Sementara dalam kesempatan yang terpisah, President Director & CEO XL Axiata Dian Siswarini masih mengharapkan ada kepastian terkait penetapan biaya interkoneksi pasca pemerintah mengumumkan penurunan interkoneksi.

"Kami sangat berharap Surat Edaran yang dikeluarkan 2 Agustus itu ditetapkan menjadi Peraturan Menteri (PM) dan mulai berlaku sesuai jadwalnya yakni 1 September 2016," harapnya.

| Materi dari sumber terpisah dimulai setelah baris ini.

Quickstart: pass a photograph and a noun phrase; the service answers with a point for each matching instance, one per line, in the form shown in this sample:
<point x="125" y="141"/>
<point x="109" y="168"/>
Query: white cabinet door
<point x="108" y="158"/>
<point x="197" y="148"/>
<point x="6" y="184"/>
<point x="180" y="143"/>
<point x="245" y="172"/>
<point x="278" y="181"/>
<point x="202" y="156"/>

Menurutnya biaya interkoneksi yang tinggi di Indonesia menyebabkan trafik komunikasi antar operator menjadi rendah. "Sekarang untuk panggilan lokal seluler Rp 250 dan jarak jauh Rp 452. Angka yang dikeluarkan regulator untuk 1 September adalah Rp 204 untuk lokal dan Rp 304 untuk jarak jauh. Ini sebenarnya masih jauh di bawah harapan XL, tetapi kami tak masalah ditetapkan pada 1 September mendatang untuk kepastian menjalankan roda bisnis," tukasnya.

Diungkapkannya, jika ditanya versi XL, biaya interkoneksi untuk anak usaha Axiata ini Rp 65. "Itu kami pakai konsultan terkenal. Tetapi kita sadar penetapan biaya interkoneksi tak bisa lihat sisi teknis saja, ekonomis juga harus dilihat. Terlalu tinggi merugikan, terlalu rendah tak menarik bagi investasi," jelasnya.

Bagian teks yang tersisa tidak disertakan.